5.9.3 頂点ファイル

頂点ファイルの各行は、プロパティ・グラフの1つの頂点を記述する1つのレコードです。1つのレコードは1つの頂点のキー値プロパティを記述できるので、複数のプロパティを持つ頂点を記述する場合は複数のレコード/行が使用されます。

レコードには、カンマで区切られたフィールドが含まれています。各レコードには、値があるかどうかに関係なく、最初の6つのフィールドを区切るために5つのカンマが含まれている必要があります。オプションの7番目のフィールドを(カンマで6番目のフィールドから区切って)追加して、頂点のラベルを定義できます。

vertex_ID, key_name, value_type, value, value, value, vertex_label

次の表では、頂点ファイルのレコードを構成するフィールドについて説明します。

表5-2 頂点ファイルのレコードの形式

フィールド番号 名前 説明

1

vertex_ID

頂点を一意に識別する整数

2

key_name

キー値ペアのキーの名前

頂点にプロパティが指定されていない場合は、空白(%20)を入力します。この例ではプロパティが指定されていない頂点1について説明します。

1,%20,,,,

3

value_type

キー値ペアの値のデータ型を表す整数。

  • 1 String
  • 2 Integer
  • 3 Float
  • 4 Double
  • 5 Timestamp (date)
  • 6 Boolean
  • 7 Long integer
  • 8 Short integer
  • 9 Byte
  • 10 Char
  • 20 地理空間座標、線、ポリゴン、またはWell-Known Text (WKT)リテラルにできる空間データ
  • 101 シリアライズ可能Javaオブジェクト

4

value

数値でも日付でもない場合のkey_nameのエンコードされたnullでない値

5

value

数値の場合のkey_nameのエンコードされたnullではない値

6

value

タイムスタンプ(日付)の場合のkey_nameのエンコードされたnullではない値

日付の形式を識別するには、Java SimpleDateFormatクラスを使用します。この例は、2015-03-26T00:00:00.000-05:00という日付形式について説明しています。

SimpleDateFormat sdf = new SimpleDateFormat("yyyy-MM-dd'T'HH:mm:ss.SSSXXX"); encode(sdf.format((java.util.Date) value));

7

vertex_label

頂点のオプションのエンコードされたラベルで、頂点のタイプまたはカテゴリを示すために使用できます。

頂点の必須グループ化: 1つの頂点には複数のプロパティを指定でき、頂点ファイルには、頂点IDとその頂点の1つのプロパティの組合せごとに1つのレコード(フラット・ファイル内の単一テキスト行によって表される)が含まれます。頂点ファイルでは、各頂点のすべてのレコードがまとめてグループ化されている(つまり、他の頂点のレコードが間に入っていない)必要があります。これは任意の方法で行えますが、便利な方法は、頂点ファイルのレコードを頂点ID別に昇順(または降順)にソートすることです(ただし、頂点ファイルのすべてのレコードを頂点ID別にソートする必要があるわけではありません。これはグループ化要件を満たすための単なる1つの方法です)。

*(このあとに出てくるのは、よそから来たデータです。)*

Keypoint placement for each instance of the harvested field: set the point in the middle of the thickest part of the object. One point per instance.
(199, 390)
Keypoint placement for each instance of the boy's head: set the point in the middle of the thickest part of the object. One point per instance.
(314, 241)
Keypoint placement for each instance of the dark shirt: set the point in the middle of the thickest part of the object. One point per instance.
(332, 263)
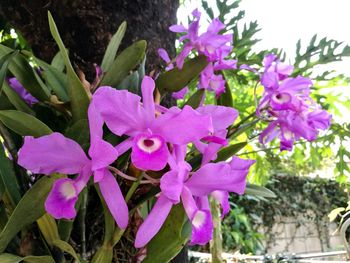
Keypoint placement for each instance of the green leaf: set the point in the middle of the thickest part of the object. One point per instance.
(195, 100)
(38, 259)
(103, 255)
(23, 123)
(9, 258)
(64, 246)
(78, 96)
(257, 190)
(57, 62)
(112, 48)
(15, 99)
(55, 79)
(29, 209)
(8, 177)
(79, 132)
(334, 213)
(48, 227)
(127, 60)
(169, 240)
(4, 63)
(22, 70)
(229, 151)
(176, 79)
(225, 98)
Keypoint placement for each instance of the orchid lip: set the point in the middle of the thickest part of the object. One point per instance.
(149, 144)
(281, 98)
(68, 190)
(198, 219)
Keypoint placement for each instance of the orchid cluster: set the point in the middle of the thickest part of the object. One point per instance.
(291, 112)
(158, 138)
(211, 44)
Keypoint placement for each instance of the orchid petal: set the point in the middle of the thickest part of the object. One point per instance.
(147, 88)
(114, 199)
(62, 198)
(62, 155)
(182, 126)
(222, 198)
(121, 110)
(221, 116)
(153, 222)
(171, 185)
(149, 152)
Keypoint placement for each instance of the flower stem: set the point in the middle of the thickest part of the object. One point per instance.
(118, 233)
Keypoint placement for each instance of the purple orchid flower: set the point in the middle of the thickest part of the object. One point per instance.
(290, 126)
(222, 117)
(21, 91)
(193, 190)
(148, 136)
(63, 155)
(211, 43)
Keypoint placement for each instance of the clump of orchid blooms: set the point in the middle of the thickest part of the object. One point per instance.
(286, 103)
(159, 139)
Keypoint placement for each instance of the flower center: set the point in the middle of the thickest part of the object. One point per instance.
(67, 189)
(198, 219)
(149, 144)
(282, 98)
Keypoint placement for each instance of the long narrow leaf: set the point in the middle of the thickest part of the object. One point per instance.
(28, 210)
(76, 91)
(112, 48)
(23, 123)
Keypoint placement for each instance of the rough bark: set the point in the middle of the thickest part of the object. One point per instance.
(87, 25)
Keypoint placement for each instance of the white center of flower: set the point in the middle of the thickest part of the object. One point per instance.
(199, 219)
(67, 189)
(281, 98)
(149, 144)
(288, 135)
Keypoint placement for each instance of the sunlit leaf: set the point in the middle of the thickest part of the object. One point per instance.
(126, 61)
(23, 123)
(176, 79)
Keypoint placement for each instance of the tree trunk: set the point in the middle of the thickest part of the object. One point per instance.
(86, 26)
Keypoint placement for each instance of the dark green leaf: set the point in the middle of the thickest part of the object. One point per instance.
(172, 234)
(258, 190)
(29, 209)
(64, 246)
(78, 96)
(38, 259)
(225, 98)
(8, 177)
(55, 79)
(57, 62)
(23, 123)
(15, 99)
(176, 79)
(79, 132)
(112, 48)
(229, 151)
(4, 62)
(195, 100)
(21, 69)
(127, 60)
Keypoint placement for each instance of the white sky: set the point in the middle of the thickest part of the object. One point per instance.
(284, 22)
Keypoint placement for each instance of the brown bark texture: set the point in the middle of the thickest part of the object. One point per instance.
(86, 26)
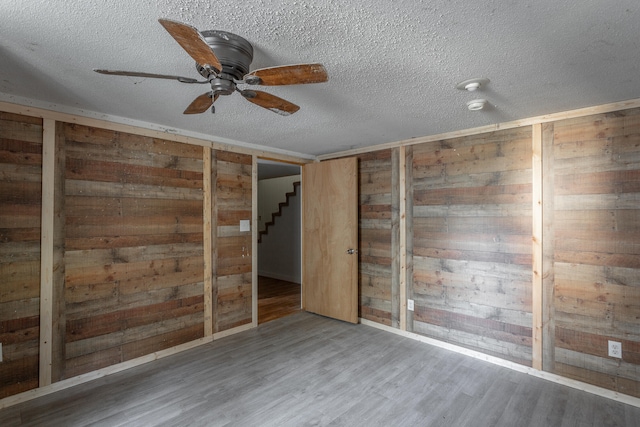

Oracleフラット・ファイル形式でエッジ・ファイルを構築する場合、頂点プロパティ名と値フィールドが適切にエンコードされていることを確認することが重要です(特に特殊文字のエンコーディングを参照)。エンコーディングを簡素化するには、OraclePropertyGraphUtils.escape Java APIを使用できます。

OraclePropertyGraphUtils.outputVertexRecord(os, vid, key, value)ユーティリティ・メソッドを使用して、頂点レコードをOracleフラット・ファイル形式で直接直列化できます。このメソッドでは、特殊文字のエンコーディングについて心配する必要はありません。このメソッドは、vidによって識別される特定の頂点のキー/値プロパティを記述する新しいテキスト行を特定の出力ストリーム内に書き込みます。

例5-25 OraclePropertyGraphUtils.outputVertexRecordの使用

この例では、OraclePropertyGraphUtils.outputVertexRecordを使用して、頂点1に2つの新しい行を書き込んでいます。

OutputStream os = new FileOutputStream("./example.opv");
long vid = 1;
String label = "person";
OraclePropertyGraphUtils.outputVertexRecord(os, vid, label, "name", "Robert Smith");
OraclePropertyGraphUtils.outputVertexRecord(os, vid, label, "birth year", 1961);
os.flush();
os.close();

生成される出力ファイルの1行目では、値「Robert Smith」を使用してプロパティ名を記述し、2行目はその出生年の1961年を記述しています。